This is Why KUCCPS Will Not Conduct 2023 Placement Soon
University placement for candidates who sat the 2022 Kenya Certificate of Secondary Education examinations has been delayed because the team formed to review education is yet to submit its report.
The 173,345 students who qualified for university alongside others who expect to be sent to other tertiary institutions have been anxious since January when they received their results.
Traditionally, students join universities and colleges in September. There is fear that many will miss out on state sponsorship and that tuition fees will be increased. Students also need time to apply for funding by Higher Education Loans Board (Helb).
The learners affected are those to be placed by the Kenya Universities and Colleges Central Placement Service (Kuccps). Those who opt for private institutions process their own admissions.
The Presidential Working Party on Education Reforms (PWPER) is seeking extension of time to finalise its work.
Its six-month term expired in March before party could conduct national validation on its recommendations.
“We went round the country collecting views and now need to go back to the people who will confirm if what they said has been captured in our report,” a highly placed source said.
It’s part of public participation. Without it, someone can go to court and invalidate our work.”
According to the source, the team is seeking a one and a half month extension so that it can hand in the report before the end of the financial year in June.
The validation can be in the form of a national conference where delegates are taken through the recommendations and either pass or reject them.
“Much of the work for basic and Technical and Vocational Education and Training (TVET) is done. The elephant in the room is university education,” the source said.
“Since the introduction of the 8-4-4 system, reforms have concentrated on basic education but universities have largely remained ignored.”
When Education CS Ezekiel Machogu released the KCSE test results in January, he directed Kuccps to quickly establish the number of places available in universities, colleges and TVET institutions to enable the commencement of learners placement.
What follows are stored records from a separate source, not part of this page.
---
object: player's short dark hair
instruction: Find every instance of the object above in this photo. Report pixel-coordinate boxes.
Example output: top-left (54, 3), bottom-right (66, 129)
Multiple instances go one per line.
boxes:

PWPER hopes that when granted the extension, President William Ruto will give directions on some of its recommendations so that the placement can begin.
In December, the Prof Raphael Munavu-led PWPER presented Dr Ruto its first interim report, which mainly focused on basic education. It is from the recommendations that the President directed junior secondary to be domiciled in primary schools.
The second report, presented in February, was not made public.
It touched on university education and TVET but the President is said not to have been convinced by some recommendations.
One of the eagerly awaited recommendations is on sponsorship of students by the government. President Ruto has hinted at the government not funding all students who qualify for university education.
“There are children in academies (private schools) who pay Sh200,000 a term but when they go to university, we tell them we can pay for them. Why?” Dr Ruto told reporters at State House in January.
“If a parent is able to pay for a child in primary and secondary school, why don’t we allow them to pay for their child in university or college so that we support those who cannot afford it?”
According to the terms of reference, the PWPER is also expected to “review and recommend legislation to facilitate the amalgamation of Helb, TVET and university funding boards”.
This will have an effect on the number of students sponsored by the government as it will be based on the money available.
In the last four years, the number of students qualifying for university has more than doubled though funding has remained relatively the same.
The implication is that universities have been getting less funding from the government, leading many of them to accumulate debts running into billions of shillings.